Surely any sports psychologist worth his salt would wax on about the benefits of team bonding. To me these drink bans are another tool of the charlatan GAA managers who infect the game. They're so insecure of their own ability to manage that they have to go to extremes like this just to be seen to be 'taking charge'. In this day and age, how many serious GAA players would risk their careers by going off on benders before upcoming matches? Young people, and that's what most of our players are, need to be treated with maturity and allowed the freedom to act for themselves.

On a broader note, as someone who spends a lot of time among 17-22 year olds, I do think a lot of today's generation are much more aware of the dangers of excessive binge drinking and on night's out they do tend to take care of themselves more.

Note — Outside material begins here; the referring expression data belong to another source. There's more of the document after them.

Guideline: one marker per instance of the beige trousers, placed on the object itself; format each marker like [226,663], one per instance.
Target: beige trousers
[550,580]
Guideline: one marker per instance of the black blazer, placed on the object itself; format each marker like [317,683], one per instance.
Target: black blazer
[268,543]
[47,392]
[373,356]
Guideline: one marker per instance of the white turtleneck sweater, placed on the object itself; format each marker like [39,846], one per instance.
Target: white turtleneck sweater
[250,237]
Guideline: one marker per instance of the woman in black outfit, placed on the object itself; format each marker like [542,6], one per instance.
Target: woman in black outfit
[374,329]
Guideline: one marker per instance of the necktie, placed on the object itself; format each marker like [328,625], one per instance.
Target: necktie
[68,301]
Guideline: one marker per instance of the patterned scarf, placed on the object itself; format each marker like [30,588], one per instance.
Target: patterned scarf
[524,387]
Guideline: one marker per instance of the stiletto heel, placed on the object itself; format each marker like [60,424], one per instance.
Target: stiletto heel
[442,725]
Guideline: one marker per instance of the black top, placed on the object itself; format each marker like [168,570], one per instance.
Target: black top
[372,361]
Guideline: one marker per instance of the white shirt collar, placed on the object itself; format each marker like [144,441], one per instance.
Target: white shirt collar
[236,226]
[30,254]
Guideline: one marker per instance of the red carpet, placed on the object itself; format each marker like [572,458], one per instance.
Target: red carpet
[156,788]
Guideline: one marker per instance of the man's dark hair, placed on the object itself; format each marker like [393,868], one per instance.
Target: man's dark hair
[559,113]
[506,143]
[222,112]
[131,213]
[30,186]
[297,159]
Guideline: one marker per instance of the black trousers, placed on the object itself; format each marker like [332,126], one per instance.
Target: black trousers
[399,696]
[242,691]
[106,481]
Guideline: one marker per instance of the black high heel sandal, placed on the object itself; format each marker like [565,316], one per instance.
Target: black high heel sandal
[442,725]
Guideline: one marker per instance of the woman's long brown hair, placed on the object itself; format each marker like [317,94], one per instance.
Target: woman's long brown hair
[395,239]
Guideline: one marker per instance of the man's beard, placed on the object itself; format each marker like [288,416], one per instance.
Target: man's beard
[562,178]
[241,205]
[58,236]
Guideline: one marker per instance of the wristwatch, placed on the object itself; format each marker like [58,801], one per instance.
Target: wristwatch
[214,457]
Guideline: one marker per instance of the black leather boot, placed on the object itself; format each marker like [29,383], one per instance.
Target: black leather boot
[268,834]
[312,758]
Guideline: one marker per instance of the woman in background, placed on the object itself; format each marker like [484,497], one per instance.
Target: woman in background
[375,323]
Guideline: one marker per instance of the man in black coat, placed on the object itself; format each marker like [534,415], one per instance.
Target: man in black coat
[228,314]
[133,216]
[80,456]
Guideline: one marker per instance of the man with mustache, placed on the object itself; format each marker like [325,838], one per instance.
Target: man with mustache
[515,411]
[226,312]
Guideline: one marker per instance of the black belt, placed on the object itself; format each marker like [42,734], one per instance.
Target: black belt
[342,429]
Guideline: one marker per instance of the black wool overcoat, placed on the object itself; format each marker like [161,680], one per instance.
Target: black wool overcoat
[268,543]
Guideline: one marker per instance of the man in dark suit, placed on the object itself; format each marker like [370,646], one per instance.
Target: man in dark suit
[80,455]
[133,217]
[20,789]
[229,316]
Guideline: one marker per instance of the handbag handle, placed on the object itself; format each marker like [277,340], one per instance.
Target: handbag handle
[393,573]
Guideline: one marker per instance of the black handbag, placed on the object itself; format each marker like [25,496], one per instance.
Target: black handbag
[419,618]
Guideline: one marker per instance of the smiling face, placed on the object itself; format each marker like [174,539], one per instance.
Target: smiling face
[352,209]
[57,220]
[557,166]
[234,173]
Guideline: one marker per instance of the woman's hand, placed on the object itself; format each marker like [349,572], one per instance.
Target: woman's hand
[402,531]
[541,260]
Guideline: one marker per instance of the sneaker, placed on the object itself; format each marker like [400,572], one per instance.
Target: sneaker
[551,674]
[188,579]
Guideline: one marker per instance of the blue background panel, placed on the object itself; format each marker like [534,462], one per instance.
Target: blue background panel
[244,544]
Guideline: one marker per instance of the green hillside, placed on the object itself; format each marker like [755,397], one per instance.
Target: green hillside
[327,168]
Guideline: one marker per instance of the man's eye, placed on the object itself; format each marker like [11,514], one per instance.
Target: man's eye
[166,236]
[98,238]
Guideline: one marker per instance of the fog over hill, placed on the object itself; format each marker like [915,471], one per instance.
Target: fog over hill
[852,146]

I wouldn't be that old (early 30s), but when I think back to when I was 17 or 18 and I do believe teenagers and young adults today are much more savvy. I was only remember this week as the LC results came out, how I 'celebrated' that night - Pissed drunk and ending up throwing up and crawling around a street in Tralee only to have a girl I was chasing all summer come across me in that state, needless to say I never got a date!"
I agree with some of what you say. The "kids" (Jesus I am only 30 but feel old) who done their leaving cert recently do seem more mature. However I am talking about those who are involved in GAA. I think sport has a great grounding effect on young people, they are healthier and much more mature. What is worse now days is young people engaging in hard drugs.....I have seen it and it's something that was not done when I was that age.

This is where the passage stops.